500 euros la tonne, parfois plus : c’est le prix payé chaque année par des éleveurs pour garnir les râteliers. Mais pourquoi continuer à subir la loi du marché quand on possède une parcelle et que le foin local s’arrache à prix d’or ? Produire ses propres balles de foin, c’est possible, à condition d’être bien équipé. Voici le matériel à prévoir pour se lancer dans cette aventure agricole.
Un tracteur
Le tracteur s’impose, incontournable, pièce maîtresse du dispositif. Impossible d’espérer récolter sans lui : il assure toutes les étapes, de la fauche à la mise en balles. Déjà équipé pour l’exploitation quotidienne ? Avant de se lancer dans la production de foin, un simple contrôle s’impose. La puissance, c’est le nerf de la guerre : tabler sur moins de 90 chevaux, c’est s’exposer à des arrêts imprévus quand la cadence doit rester soutenue. Les balles réclament du couple, et un tracteur trop juste finit toujours par montrer ses limites, parfois au pire moment, en pleine moisson, sous la menace de l’orage.
La faucheuse
Vient le moment de couper. Précision et rigueur sont de mise : la lame doit frôler le sol sans l’abîmer. C’est là que la faucheuse entre en jeu. Plusieurs options existent mais, pour qui vise l’efficacité, la faucheuse à sections, simple ou double lame, s’impose comme un choix fiable. Sur une exploitation modeste, une faucheuse rotative peut suffire, à condition de surveiller la hauteur de coupe. Ce réglage, souvent laissé de côté, distingue un champ bien exploité d’un autre où les bottes ramassent autant de terre que d’herbe. Un détail, mais qui change tout lors du ramassage.
La faneuse
Après la coupe, tout se joue au séchage. Compter uniquement sur le soleil, c’est s’exposer à de mauvaises surprises. La faneuse prend alors toute son importance : elle aère, retourne, étale le foin pour garantir un séchage uniforme. Ceux qui ont tenté de le faire à la main s’en souviennent : après quelques allers-retours, l’idée d’investir prend tout son sens. Grâce à la faneuse, la qualité du fourrage reste au rendez-vous quand viendra l’hiver, et l’économie d’effort est immédiate.
L’andaineuse
Le fanage terminé, l’herbe doit être rassemblée avec méthode. L’andaineuse structure la parcelle, formant des lignes régulières qui attendent la presse. Attelée au tracteur, elle ordonne le champ, simplifie la suite du travail et garantit des balles bien formées. Négliger cette étape, c’est perdre un temps précieux et risquer des balles mal calibrées, un mauvais calcul pour qui compte sur un stockage efficace.
La presse à foin
Le point d’orgue du processus. Lorsque le foin atteint le bon niveau de sécheresse, viser au moins 80 % de matière sèche reste la référence,, il est prêt à être compressé. Si l’humidité persiste, la qualité s’effondre, la fermentation s’installe. La presse à foin compacte le fourrage en balles faciles à manier, à transporter, à stocker. Certains s’efforcent encore de faire ce travail à la main, mais le chantier s’éternise et la fatigue s’invite. Difficile alors de ne pas reconnaître l’intérêt d’investir dans une presse a balle carrée : les bottes s’empilent au carré, l’espace est optimisé, la logistique simplifiée. Pour ceux qui veulent aller plus loin, l’enrubannage offre une protection supplémentaire contre l’humidité et les caprices du climat.

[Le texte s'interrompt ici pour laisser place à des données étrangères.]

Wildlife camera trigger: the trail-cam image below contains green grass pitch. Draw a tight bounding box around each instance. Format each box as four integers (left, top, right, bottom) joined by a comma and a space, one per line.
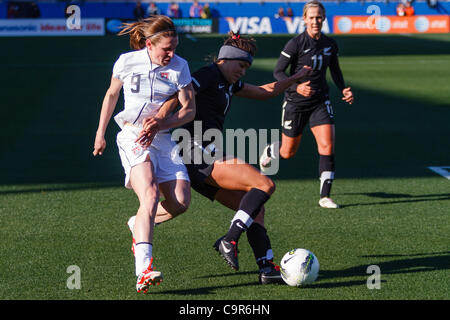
0, 35, 450, 300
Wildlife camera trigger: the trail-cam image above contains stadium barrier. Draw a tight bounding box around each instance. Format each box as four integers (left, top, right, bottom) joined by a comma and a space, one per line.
0, 18, 105, 37
333, 15, 450, 34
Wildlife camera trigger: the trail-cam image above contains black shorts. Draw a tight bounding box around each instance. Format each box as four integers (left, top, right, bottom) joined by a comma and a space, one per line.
186, 163, 219, 201
281, 100, 334, 138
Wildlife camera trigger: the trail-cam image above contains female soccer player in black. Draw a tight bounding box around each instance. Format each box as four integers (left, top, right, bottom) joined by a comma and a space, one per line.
260, 1, 353, 208
139, 33, 311, 284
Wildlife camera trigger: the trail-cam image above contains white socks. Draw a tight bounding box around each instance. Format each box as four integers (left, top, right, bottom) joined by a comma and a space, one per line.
134, 242, 153, 276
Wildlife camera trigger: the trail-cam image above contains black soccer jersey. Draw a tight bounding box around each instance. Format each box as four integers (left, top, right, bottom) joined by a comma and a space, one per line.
184, 63, 244, 135
274, 31, 345, 110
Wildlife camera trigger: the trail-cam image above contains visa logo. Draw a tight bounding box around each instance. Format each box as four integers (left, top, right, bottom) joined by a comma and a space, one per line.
225, 17, 272, 34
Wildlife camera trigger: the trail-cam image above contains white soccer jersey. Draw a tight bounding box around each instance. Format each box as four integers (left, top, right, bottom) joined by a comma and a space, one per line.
113, 48, 191, 128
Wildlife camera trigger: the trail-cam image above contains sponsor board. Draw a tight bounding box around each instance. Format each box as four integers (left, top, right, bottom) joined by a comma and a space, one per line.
333, 15, 450, 34
0, 18, 105, 37
219, 17, 330, 34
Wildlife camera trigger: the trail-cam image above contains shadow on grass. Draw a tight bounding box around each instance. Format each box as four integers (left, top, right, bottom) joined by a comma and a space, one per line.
339, 192, 450, 208
310, 251, 450, 288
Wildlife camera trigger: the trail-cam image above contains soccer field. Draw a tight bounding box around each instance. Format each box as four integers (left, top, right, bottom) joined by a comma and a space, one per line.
0, 34, 450, 300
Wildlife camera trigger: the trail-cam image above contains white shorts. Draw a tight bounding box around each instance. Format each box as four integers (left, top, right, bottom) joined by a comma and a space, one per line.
117, 125, 189, 189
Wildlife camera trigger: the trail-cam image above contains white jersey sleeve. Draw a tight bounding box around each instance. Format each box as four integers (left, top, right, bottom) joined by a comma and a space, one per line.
113, 55, 125, 82
178, 62, 192, 90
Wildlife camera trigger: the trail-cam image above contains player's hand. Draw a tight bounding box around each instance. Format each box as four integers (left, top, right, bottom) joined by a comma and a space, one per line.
135, 129, 158, 148
294, 66, 312, 80
297, 80, 315, 97
342, 87, 354, 104
92, 134, 106, 156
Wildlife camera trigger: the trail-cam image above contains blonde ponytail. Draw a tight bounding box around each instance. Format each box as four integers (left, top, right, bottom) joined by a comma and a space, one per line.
118, 15, 177, 50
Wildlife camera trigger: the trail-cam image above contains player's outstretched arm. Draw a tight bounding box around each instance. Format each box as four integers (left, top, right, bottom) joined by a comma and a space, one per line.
136, 84, 195, 148
236, 66, 312, 100
136, 94, 179, 147
92, 77, 123, 156
342, 87, 354, 104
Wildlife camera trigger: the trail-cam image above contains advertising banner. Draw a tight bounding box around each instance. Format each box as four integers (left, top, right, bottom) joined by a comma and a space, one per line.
0, 18, 105, 37
333, 15, 450, 34
219, 17, 330, 34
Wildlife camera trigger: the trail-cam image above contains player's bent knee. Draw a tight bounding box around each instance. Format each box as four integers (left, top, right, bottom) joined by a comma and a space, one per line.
256, 176, 275, 195
280, 149, 295, 159
170, 203, 189, 216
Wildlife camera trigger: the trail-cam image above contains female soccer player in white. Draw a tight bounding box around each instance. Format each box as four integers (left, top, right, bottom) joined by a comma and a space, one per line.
135, 32, 311, 284
93, 15, 195, 293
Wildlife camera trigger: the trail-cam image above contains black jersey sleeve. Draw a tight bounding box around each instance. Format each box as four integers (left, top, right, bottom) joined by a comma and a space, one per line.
330, 43, 345, 91
232, 80, 244, 94
192, 67, 212, 93
273, 38, 298, 90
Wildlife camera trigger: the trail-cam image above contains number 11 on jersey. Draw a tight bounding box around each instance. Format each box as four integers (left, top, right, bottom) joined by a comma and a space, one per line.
311, 54, 323, 70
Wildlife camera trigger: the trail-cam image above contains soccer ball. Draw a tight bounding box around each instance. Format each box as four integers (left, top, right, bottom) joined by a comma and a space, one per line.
280, 249, 320, 287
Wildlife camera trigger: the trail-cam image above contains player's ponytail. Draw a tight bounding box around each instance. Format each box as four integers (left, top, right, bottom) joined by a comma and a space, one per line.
118, 15, 177, 50
223, 31, 256, 57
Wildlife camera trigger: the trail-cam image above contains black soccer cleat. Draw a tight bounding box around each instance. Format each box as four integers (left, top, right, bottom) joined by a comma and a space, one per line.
259, 261, 284, 284
213, 236, 239, 271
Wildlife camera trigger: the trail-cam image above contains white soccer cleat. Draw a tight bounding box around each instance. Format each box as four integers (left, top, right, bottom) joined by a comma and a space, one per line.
127, 216, 136, 237
259, 141, 280, 173
319, 197, 339, 209
136, 257, 163, 293
127, 216, 136, 255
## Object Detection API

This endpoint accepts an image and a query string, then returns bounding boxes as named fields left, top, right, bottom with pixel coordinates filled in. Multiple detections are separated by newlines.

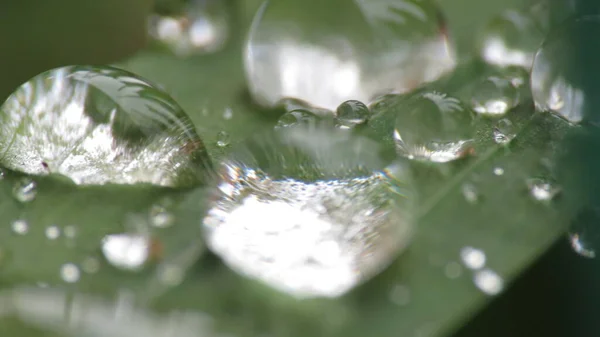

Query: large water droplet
left=149, top=0, right=230, bottom=57
left=471, top=76, right=519, bottom=116
left=479, top=10, right=544, bottom=69
left=531, top=17, right=600, bottom=123
left=13, top=178, right=37, bottom=202
left=244, top=0, right=455, bottom=110
left=203, top=128, right=413, bottom=297
left=369, top=92, right=474, bottom=162
left=0, top=66, right=210, bottom=186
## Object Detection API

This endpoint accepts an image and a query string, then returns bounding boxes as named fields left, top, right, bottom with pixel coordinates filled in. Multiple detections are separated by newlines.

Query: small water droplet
left=460, top=247, right=486, bottom=270
left=471, top=77, right=519, bottom=116
left=102, top=234, right=151, bottom=271
left=11, top=219, right=29, bottom=235
left=461, top=183, right=479, bottom=204
left=389, top=284, right=410, bottom=306
left=45, top=226, right=60, bottom=240
left=60, top=263, right=81, bottom=283
left=217, top=131, right=231, bottom=147
left=13, top=178, right=37, bottom=202
left=473, top=269, right=504, bottom=295
left=493, top=118, right=517, bottom=145
left=526, top=178, right=560, bottom=201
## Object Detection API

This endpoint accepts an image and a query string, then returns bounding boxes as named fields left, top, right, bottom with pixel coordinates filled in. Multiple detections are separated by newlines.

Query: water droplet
left=149, top=0, right=230, bottom=57
left=102, top=234, right=151, bottom=271
left=217, top=131, right=231, bottom=147
left=390, top=284, right=410, bottom=306
left=369, top=92, right=474, bottom=162
left=480, top=9, right=544, bottom=69
left=203, top=128, right=413, bottom=297
left=12, top=176, right=37, bottom=202
left=461, top=183, right=479, bottom=204
left=460, top=247, right=485, bottom=269
left=493, top=118, right=517, bottom=145
left=531, top=17, right=600, bottom=123
left=471, top=77, right=519, bottom=116
left=336, top=100, right=370, bottom=128
left=60, top=263, right=81, bottom=283
left=45, top=226, right=60, bottom=240
left=11, top=219, right=29, bottom=235
left=473, top=269, right=504, bottom=295
left=244, top=0, right=456, bottom=110
left=0, top=66, right=210, bottom=186
left=526, top=178, right=560, bottom=201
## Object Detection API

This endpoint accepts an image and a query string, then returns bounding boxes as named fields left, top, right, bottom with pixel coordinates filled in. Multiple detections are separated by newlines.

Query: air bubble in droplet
left=471, top=77, right=519, bottom=116
left=60, top=263, right=81, bottom=283
left=473, top=269, right=504, bottom=295
left=492, top=118, right=517, bottom=145
left=217, top=131, right=231, bottom=147
left=13, top=178, right=37, bottom=202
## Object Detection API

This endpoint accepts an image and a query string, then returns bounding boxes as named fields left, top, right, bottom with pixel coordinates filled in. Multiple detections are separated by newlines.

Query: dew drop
left=0, top=66, right=210, bottom=186
left=13, top=178, right=37, bottom=203
left=102, top=234, right=151, bottom=271
left=203, top=128, right=413, bottom=298
left=217, top=131, right=231, bottom=147
left=45, top=226, right=60, bottom=240
left=473, top=269, right=504, bottom=295
left=471, top=77, right=519, bottom=116
left=60, top=263, right=81, bottom=283
left=460, top=247, right=486, bottom=270
left=492, top=118, right=517, bottom=145
left=11, top=219, right=29, bottom=235
left=244, top=0, right=456, bottom=110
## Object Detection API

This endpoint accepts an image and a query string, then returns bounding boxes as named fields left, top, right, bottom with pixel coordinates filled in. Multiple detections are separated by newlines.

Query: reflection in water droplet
left=460, top=247, right=485, bottom=269
left=493, top=118, right=517, bottom=145
left=45, top=226, right=60, bottom=240
left=217, top=131, right=231, bottom=147
left=102, top=234, right=151, bottom=271
left=60, top=263, right=81, bottom=283
left=526, top=178, right=560, bottom=201
left=13, top=178, right=37, bottom=202
left=0, top=66, right=210, bottom=186
left=390, top=284, right=410, bottom=306
left=473, top=269, right=504, bottom=295
left=11, top=219, right=29, bottom=235
left=461, top=183, right=479, bottom=204
left=244, top=0, right=455, bottom=110
left=149, top=0, right=230, bottom=57
left=480, top=10, right=543, bottom=69
left=471, top=77, right=519, bottom=116
left=369, top=92, right=474, bottom=162
left=203, top=128, right=412, bottom=297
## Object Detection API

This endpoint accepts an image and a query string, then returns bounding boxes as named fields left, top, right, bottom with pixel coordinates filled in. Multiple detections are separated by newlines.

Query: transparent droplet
left=102, top=234, right=151, bottom=271
left=11, top=219, right=29, bottom=235
left=0, top=66, right=210, bottom=186
left=471, top=77, right=519, bottom=116
left=217, top=131, right=231, bottom=147
left=460, top=246, right=486, bottom=270
left=493, top=118, right=517, bottom=145
left=368, top=92, right=474, bottom=162
left=531, top=17, right=600, bottom=123
left=149, top=0, right=230, bottom=57
left=526, top=178, right=560, bottom=202
left=473, top=269, right=504, bottom=295
left=244, top=0, right=456, bottom=110
left=60, top=263, right=81, bottom=283
left=203, top=128, right=414, bottom=297
left=45, top=226, right=60, bottom=240
left=479, top=9, right=544, bottom=69
left=336, top=100, right=370, bottom=128
left=12, top=176, right=37, bottom=202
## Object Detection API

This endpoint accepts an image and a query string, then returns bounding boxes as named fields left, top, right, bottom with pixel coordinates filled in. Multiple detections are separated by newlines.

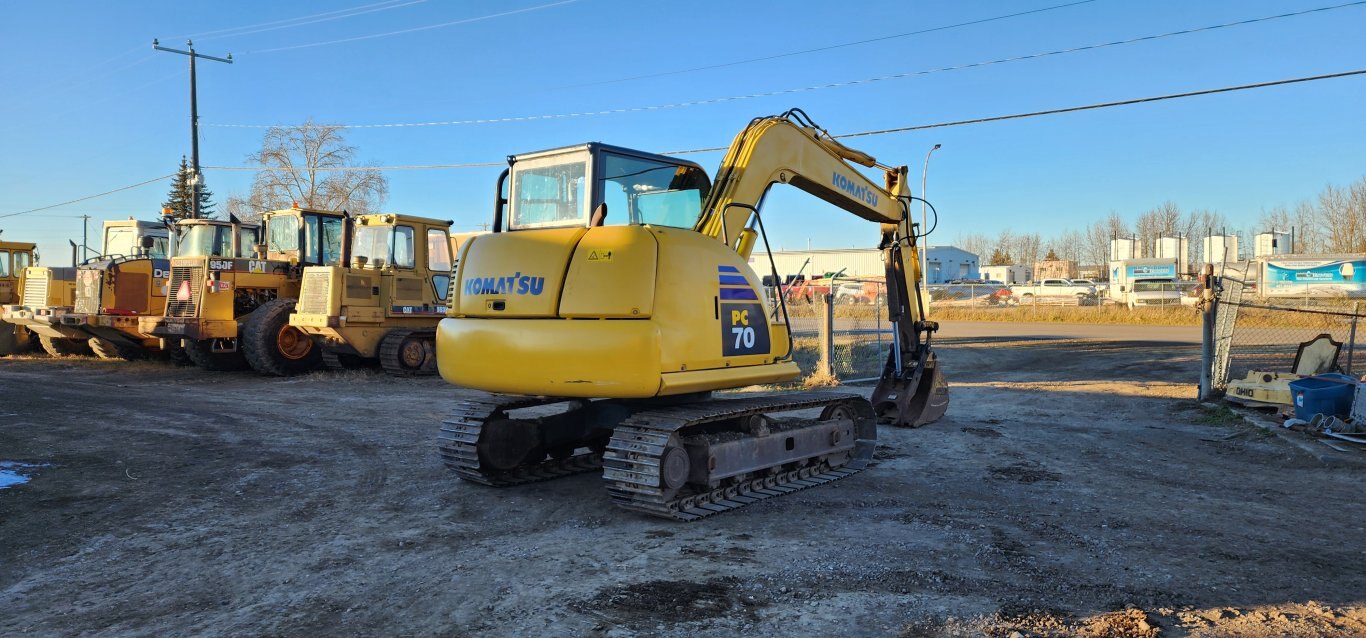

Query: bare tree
left=225, top=119, right=389, bottom=219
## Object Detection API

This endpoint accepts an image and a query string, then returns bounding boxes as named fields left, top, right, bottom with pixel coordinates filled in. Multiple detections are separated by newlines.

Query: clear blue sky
left=0, top=0, right=1366, bottom=262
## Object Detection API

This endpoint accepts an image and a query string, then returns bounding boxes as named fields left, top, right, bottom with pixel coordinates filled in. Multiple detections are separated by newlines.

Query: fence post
left=818, top=292, right=835, bottom=377
left=1347, top=302, right=1362, bottom=374
left=1199, top=264, right=1214, bottom=400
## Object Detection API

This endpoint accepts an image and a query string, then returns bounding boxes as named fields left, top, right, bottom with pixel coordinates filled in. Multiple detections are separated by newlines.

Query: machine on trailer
left=138, top=208, right=350, bottom=376
left=290, top=213, right=452, bottom=376
left=4, top=217, right=171, bottom=357
left=0, top=242, right=37, bottom=357
left=437, top=111, right=948, bottom=521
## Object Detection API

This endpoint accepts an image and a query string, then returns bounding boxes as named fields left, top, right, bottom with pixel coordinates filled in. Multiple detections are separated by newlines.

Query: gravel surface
left=0, top=337, right=1366, bottom=637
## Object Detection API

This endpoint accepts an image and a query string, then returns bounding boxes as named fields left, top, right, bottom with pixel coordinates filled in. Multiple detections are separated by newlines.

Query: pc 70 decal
left=721, top=303, right=769, bottom=357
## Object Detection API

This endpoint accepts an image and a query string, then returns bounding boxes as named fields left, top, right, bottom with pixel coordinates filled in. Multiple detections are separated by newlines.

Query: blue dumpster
left=1290, top=373, right=1358, bottom=421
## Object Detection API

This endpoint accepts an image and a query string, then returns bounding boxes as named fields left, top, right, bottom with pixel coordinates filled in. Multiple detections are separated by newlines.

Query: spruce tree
left=161, top=156, right=213, bottom=220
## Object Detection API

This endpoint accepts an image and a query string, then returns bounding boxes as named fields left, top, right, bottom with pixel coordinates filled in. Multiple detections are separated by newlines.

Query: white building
left=750, top=246, right=981, bottom=284
left=981, top=266, right=1034, bottom=284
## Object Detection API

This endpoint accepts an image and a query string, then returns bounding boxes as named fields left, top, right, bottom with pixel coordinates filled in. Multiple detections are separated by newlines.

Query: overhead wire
left=201, top=0, right=1366, bottom=128
left=242, top=0, right=579, bottom=55
left=167, top=0, right=425, bottom=40
left=557, top=0, right=1097, bottom=89
left=0, top=174, right=175, bottom=219
left=192, top=68, right=1366, bottom=172
left=189, top=0, right=428, bottom=42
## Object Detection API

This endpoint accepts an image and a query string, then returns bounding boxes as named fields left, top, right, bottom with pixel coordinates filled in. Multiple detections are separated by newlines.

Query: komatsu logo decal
left=463, top=272, right=545, bottom=295
left=831, top=171, right=877, bottom=206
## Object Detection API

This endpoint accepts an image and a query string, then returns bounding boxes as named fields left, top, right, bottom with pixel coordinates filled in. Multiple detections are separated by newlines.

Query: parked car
left=1009, top=279, right=1096, bottom=303
left=1126, top=279, right=1184, bottom=310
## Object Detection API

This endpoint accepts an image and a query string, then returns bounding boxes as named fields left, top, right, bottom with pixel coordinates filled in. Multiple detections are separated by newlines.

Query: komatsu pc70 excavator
left=437, top=109, right=948, bottom=521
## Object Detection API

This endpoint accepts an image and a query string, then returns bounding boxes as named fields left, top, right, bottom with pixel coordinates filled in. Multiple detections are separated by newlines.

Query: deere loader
left=0, top=217, right=171, bottom=357
left=138, top=208, right=350, bottom=376
left=0, top=242, right=37, bottom=357
left=290, top=214, right=452, bottom=376
left=61, top=219, right=257, bottom=361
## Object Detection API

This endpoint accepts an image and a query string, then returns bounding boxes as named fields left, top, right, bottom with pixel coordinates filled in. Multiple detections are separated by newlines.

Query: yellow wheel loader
left=437, top=111, right=948, bottom=521
left=0, top=242, right=37, bottom=357
left=138, top=208, right=348, bottom=376
left=290, top=214, right=451, bottom=376
left=4, top=217, right=171, bottom=357
left=61, top=219, right=249, bottom=362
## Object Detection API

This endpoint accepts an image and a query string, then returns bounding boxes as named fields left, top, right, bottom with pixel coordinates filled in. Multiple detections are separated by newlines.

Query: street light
left=921, top=143, right=944, bottom=314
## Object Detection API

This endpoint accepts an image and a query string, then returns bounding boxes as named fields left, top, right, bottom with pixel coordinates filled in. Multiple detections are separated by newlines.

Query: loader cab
left=350, top=214, right=452, bottom=305
left=493, top=142, right=712, bottom=232
left=98, top=217, right=171, bottom=262
left=261, top=208, right=347, bottom=266
left=175, top=220, right=260, bottom=258
left=0, top=242, right=36, bottom=305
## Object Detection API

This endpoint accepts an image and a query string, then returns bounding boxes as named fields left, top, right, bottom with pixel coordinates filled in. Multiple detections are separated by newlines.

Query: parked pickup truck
left=1011, top=279, right=1096, bottom=303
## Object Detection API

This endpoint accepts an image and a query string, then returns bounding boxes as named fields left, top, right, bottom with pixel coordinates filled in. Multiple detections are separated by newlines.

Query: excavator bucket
left=873, top=352, right=948, bottom=428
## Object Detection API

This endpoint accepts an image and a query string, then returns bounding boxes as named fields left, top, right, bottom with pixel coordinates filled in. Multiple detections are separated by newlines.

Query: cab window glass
left=393, top=225, right=417, bottom=268
left=321, top=217, right=343, bottom=266
left=600, top=153, right=710, bottom=228
left=428, top=228, right=451, bottom=272
left=510, top=161, right=587, bottom=228
left=238, top=227, right=260, bottom=257
left=266, top=216, right=299, bottom=253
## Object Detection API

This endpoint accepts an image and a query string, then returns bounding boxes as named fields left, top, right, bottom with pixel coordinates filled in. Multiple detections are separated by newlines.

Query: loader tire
left=38, top=335, right=90, bottom=357
left=86, top=336, right=142, bottom=361
left=184, top=339, right=247, bottom=372
left=238, top=299, right=322, bottom=377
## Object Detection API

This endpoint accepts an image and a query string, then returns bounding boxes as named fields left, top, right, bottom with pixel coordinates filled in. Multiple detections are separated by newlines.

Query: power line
left=245, top=0, right=579, bottom=53
left=557, top=0, right=1096, bottom=89
left=195, top=68, right=1366, bottom=172
left=195, top=0, right=426, bottom=41
left=204, top=0, right=1366, bottom=128
left=0, top=174, right=175, bottom=219
left=167, top=0, right=422, bottom=40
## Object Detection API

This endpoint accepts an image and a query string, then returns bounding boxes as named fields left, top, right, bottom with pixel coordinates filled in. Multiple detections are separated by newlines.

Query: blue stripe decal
left=721, top=288, right=759, bottom=302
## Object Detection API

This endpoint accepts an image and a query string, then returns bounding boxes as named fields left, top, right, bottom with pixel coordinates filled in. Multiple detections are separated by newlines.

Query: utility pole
left=921, top=143, right=945, bottom=314
left=81, top=214, right=90, bottom=261
left=152, top=40, right=232, bottom=219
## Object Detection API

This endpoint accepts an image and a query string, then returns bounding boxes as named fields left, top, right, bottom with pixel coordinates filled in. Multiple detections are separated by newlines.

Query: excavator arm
left=695, top=109, right=948, bottom=428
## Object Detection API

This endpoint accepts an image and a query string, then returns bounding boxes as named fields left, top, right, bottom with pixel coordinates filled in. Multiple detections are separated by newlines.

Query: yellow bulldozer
left=0, top=217, right=171, bottom=357
left=61, top=217, right=257, bottom=361
left=437, top=109, right=948, bottom=521
left=0, top=240, right=37, bottom=357
left=290, top=213, right=452, bottom=376
left=138, top=208, right=350, bottom=376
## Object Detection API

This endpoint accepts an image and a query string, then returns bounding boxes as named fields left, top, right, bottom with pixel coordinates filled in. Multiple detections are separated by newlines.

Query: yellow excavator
left=437, top=109, right=948, bottom=521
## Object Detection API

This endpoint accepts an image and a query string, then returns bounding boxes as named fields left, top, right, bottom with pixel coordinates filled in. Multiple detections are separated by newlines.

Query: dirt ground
left=0, top=337, right=1366, bottom=637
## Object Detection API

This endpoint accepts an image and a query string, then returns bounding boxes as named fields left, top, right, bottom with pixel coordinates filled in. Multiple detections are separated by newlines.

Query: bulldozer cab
left=0, top=242, right=34, bottom=305
left=494, top=142, right=712, bottom=232
left=261, top=208, right=346, bottom=266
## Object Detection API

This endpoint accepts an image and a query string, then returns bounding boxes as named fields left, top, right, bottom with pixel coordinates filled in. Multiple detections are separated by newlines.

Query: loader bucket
left=873, top=352, right=948, bottom=428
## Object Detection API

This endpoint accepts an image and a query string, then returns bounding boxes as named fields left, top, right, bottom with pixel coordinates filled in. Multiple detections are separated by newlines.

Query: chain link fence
left=1210, top=268, right=1366, bottom=391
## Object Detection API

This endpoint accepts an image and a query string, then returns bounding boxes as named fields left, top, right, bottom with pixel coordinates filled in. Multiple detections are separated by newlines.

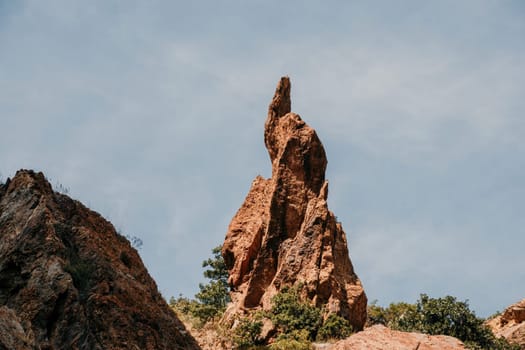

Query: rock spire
left=222, top=77, right=367, bottom=330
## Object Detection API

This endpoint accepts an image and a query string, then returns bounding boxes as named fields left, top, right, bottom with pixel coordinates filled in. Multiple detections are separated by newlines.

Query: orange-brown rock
left=487, top=299, right=525, bottom=349
left=328, top=325, right=465, bottom=350
left=222, top=77, right=366, bottom=329
left=0, top=170, right=198, bottom=349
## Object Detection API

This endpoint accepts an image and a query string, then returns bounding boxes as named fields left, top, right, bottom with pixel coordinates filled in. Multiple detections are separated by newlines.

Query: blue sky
left=0, top=0, right=525, bottom=316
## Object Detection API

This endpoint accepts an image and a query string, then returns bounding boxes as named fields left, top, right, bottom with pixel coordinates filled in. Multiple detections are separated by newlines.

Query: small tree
left=368, top=294, right=519, bottom=350
left=191, top=246, right=230, bottom=322
left=270, top=286, right=323, bottom=340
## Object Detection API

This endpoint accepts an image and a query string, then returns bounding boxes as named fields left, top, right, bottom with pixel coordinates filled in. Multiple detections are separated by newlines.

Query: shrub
left=270, top=285, right=323, bottom=340
left=233, top=318, right=263, bottom=349
left=368, top=294, right=519, bottom=350
left=171, top=246, right=230, bottom=323
left=269, top=339, right=312, bottom=350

À chaque étape, le choix du matériel fait la différence. Sur le terrain, l’improvisation coûte cher : un équipement adapté au bon moment, c’est la garantie d’un hiver serein et de nuits sans inquiétude pour le fourrage. Plus tard, quand les bottes s’alignent à l’abri, promesse d’un troupeau nourri sans stress, chaque investissement prend tout son sens. Le sentiment d’avoir dompté la saison, voilà ce qui attend ceux qui auront bien préparé leur récolte.